These concepts are relevant in an assessment context as well. You may remember my previous post on Classical Test Theory and reliability in which I explained that an observed test score (the score a participant achieves on an assessment) is composed of a true score and error. In other words, the observed score that a participant achieves is not 100% accurate; there is always error in the measurement. What this means practically is that if a participant achieves 50% on an exam their true score could actually be somewhere between say 44% and 56%.

This notion that observed scores are not absolute has implications for verifying what participants know and can do. For example, a  participant who achieves 50% on a crane certification exam (on which the pass score is 50%) would pass the exam and be able to hop into a crane, moving stuff up and down and around. However, achieving a score right on the borderline means this person may not, in fact, know enough to pass the exam if he or she were to take it again and then be certified on crane operation. His/her supervisor might not feel very confident about letting this person operate that crane!

To deal with the inherent uncertainty around observed scores, some organizations factor this margin of error in when setting the cut score…but this is another fun topic that I touched on in another post. I believe a best practice is to incorporate a confidence interval into the reporting of scores for participants in order to recognize that the score is not an “absolute truth” and is an estimate of what a person knows and can do. A simple example of a participant report I created to demonstrate this shows a diamond that encapsulates the participant score; the vertical height of the diamond represents the confidence interval around the participant’s score.

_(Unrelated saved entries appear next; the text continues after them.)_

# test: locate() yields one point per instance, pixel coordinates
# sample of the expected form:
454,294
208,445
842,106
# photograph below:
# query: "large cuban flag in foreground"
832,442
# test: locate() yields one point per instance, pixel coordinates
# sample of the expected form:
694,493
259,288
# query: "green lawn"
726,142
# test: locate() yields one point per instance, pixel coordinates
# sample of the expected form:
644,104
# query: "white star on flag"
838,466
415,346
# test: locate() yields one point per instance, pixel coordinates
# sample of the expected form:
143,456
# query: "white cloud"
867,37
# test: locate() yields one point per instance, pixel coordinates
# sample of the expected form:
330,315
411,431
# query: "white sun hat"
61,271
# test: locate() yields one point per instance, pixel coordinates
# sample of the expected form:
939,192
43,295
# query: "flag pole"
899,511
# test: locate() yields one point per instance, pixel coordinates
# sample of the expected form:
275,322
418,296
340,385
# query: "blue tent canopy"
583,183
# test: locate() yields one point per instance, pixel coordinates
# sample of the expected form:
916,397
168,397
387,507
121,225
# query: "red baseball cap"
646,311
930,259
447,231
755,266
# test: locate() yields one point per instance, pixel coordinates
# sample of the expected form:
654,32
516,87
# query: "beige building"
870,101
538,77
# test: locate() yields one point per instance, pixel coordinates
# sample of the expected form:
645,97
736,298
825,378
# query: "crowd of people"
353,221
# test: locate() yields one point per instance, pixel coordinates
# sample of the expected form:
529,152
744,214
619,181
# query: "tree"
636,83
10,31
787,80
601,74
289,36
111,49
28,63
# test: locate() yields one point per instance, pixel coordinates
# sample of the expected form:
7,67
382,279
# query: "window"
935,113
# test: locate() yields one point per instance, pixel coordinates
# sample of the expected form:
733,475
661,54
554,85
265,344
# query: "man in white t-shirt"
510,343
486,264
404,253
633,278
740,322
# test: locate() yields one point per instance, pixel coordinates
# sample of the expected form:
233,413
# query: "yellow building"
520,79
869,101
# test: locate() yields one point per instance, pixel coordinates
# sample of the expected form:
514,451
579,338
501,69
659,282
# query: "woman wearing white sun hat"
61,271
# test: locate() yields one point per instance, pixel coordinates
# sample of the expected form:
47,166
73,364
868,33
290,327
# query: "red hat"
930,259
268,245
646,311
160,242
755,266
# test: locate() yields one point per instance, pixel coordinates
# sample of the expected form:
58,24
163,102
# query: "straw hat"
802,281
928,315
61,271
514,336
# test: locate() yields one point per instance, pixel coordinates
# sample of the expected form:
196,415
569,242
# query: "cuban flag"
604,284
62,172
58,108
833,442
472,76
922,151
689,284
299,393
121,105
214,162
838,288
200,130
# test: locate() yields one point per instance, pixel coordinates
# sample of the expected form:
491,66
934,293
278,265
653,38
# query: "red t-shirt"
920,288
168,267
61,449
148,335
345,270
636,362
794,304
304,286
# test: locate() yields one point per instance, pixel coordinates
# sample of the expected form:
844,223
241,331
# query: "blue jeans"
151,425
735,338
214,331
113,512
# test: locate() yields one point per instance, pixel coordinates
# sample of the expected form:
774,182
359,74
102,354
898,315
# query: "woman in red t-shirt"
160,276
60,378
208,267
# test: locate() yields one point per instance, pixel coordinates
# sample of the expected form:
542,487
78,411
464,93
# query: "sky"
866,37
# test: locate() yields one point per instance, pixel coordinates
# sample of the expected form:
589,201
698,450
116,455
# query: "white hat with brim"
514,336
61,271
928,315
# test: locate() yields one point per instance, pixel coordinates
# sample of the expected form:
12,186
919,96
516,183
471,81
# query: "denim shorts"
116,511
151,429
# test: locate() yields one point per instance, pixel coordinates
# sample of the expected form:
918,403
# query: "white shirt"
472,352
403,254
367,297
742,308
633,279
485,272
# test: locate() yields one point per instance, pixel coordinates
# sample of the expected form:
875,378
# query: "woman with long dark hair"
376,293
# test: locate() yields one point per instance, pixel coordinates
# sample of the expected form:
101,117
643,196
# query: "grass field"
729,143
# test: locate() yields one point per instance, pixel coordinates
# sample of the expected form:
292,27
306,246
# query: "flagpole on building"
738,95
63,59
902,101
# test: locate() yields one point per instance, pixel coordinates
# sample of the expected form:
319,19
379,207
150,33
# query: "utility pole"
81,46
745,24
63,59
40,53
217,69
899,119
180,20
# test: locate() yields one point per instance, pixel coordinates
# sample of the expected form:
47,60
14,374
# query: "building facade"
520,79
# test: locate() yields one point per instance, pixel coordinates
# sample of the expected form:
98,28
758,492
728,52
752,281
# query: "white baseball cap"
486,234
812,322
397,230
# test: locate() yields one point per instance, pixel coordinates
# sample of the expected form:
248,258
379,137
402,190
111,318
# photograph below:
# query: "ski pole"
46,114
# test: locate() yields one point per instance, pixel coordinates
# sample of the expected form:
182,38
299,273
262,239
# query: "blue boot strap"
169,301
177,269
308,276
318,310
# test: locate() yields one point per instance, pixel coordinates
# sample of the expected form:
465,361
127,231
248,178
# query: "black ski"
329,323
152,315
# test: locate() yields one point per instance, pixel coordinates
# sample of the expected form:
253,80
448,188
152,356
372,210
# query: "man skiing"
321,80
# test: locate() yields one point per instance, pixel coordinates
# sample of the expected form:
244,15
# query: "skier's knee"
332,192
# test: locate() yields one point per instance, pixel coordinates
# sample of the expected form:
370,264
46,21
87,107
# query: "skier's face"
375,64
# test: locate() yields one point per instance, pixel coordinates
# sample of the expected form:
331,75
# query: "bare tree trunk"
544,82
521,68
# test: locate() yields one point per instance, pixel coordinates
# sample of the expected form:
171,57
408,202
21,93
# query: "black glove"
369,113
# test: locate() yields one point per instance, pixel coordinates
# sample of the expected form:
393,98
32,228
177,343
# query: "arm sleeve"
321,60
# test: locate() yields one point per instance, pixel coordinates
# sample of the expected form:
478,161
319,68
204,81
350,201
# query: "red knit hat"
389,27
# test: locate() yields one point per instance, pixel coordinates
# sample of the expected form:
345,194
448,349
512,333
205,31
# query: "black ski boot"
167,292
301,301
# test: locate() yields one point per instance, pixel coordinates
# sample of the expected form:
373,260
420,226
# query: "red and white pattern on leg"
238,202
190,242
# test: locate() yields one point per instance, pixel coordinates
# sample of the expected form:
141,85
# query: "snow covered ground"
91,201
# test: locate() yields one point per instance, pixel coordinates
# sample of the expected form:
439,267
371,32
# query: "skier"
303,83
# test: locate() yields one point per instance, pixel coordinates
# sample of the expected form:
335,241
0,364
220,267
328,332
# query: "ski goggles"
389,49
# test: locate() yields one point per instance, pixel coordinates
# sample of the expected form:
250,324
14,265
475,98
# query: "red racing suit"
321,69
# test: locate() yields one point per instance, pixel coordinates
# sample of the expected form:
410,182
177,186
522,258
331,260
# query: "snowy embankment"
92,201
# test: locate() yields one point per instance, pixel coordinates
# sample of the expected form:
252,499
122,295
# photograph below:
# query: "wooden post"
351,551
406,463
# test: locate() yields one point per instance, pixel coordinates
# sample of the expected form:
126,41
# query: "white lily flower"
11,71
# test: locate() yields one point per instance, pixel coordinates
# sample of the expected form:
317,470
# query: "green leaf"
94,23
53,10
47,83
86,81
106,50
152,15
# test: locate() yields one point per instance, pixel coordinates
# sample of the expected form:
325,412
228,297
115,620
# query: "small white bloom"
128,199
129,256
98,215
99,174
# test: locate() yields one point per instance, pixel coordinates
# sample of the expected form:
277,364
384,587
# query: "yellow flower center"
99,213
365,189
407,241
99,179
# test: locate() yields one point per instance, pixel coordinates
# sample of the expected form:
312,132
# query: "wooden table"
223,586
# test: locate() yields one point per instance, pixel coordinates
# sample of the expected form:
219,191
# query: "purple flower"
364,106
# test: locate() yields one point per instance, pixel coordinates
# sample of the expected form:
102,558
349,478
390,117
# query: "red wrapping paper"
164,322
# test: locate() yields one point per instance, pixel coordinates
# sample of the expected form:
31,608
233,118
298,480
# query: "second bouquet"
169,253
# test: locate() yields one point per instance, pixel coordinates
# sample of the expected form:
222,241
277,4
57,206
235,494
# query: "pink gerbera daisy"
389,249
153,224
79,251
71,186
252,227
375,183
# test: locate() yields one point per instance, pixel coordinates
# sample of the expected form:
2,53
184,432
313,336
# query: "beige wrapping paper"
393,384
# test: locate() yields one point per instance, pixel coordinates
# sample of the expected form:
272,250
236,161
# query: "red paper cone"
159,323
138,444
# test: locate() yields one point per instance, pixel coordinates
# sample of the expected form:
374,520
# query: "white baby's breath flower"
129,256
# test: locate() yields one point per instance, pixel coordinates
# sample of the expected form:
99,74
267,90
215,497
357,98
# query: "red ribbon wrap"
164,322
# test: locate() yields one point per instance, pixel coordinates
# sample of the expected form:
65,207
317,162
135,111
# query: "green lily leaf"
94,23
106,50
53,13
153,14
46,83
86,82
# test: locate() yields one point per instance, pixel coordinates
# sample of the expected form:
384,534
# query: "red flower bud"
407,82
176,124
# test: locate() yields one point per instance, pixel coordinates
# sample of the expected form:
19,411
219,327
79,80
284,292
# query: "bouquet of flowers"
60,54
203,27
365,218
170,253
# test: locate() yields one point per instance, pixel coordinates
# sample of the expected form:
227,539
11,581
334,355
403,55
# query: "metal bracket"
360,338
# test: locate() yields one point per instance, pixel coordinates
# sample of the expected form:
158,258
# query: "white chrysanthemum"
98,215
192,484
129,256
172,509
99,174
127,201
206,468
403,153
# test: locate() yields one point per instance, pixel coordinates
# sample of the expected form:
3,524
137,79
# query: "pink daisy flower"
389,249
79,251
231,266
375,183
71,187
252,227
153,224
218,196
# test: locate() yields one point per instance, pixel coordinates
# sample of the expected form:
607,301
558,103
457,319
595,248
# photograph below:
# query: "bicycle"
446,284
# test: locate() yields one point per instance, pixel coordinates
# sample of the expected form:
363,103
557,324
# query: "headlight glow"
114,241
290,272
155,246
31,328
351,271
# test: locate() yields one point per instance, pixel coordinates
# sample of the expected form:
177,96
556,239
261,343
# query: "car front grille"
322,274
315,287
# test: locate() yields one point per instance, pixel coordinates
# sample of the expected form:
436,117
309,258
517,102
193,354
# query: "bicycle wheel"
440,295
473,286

In some of my previous posts I talked about how sample size affects the robustness of item level statistics like p-values and item-total correlation coefficients and provided graphics showing the confidence interval ranges for the statistics based on sample sizes. I believe confidence intervals are also very useful in this psychometric context of evaluating the performance of items and tests. For example, often when we see a p-value for a question of 0.600 we incorrectly accept this as the “truth” that 60% of participants got the question right. In actual fact, this p-value of 0.600 is an observation and the “true” p-value could actually be between 0.500 and 0.700, a big difference when we are carefully choosing questions to shape our assessment!

With the holiday season fast approaching, perhaps Santa has a confidence interval in his sack for you and your organization to apply to your assessment results reporting and analysis!

Should I include really easy or really hard questions on my assessments?


Posted by Greg Pope

I thought it might be fun to discuss something that many people have asked me about over the years: “Should I include really easy or really hard questions on my assessments?” It is difficult to provide a simple “Yes” or “No” answer because, as with so many things in testing, it depends! However, I can provide some food for thought that may help you when building your assessments.

We can define easy questions as those with high p-values (item difficulty statistics) such as 0.9 to 1.0 (90-100% of participants answer the question correctly). We can define hard questions as those with low p-values such as 0.15 to 0 (15-0% answer the question correctly). These ranges are fairly arbitrary: some organizations in some contexts may consider greater than 0.8 easy and less than 0.25 difficult.

When considering how easy or difficult questions should be, start by asking, “What is the purpose of the assessment program and the assessments being developed?” If the purpose of an assessment is to provide a knowledge check and facilitate learning during a course, then maybe a short formative quiz would be appropriate. In this case, one can be fairly flexible in selecting questions to include on the quiz. Having some easier and harder questions is probably just fine. If the purpose of an assessment is to measure a participant’s ability to process information quickly and accurately under duress, then a speed test would likely be appropriate. In that case, a large number of low-difficulty questions should be included on the assessment.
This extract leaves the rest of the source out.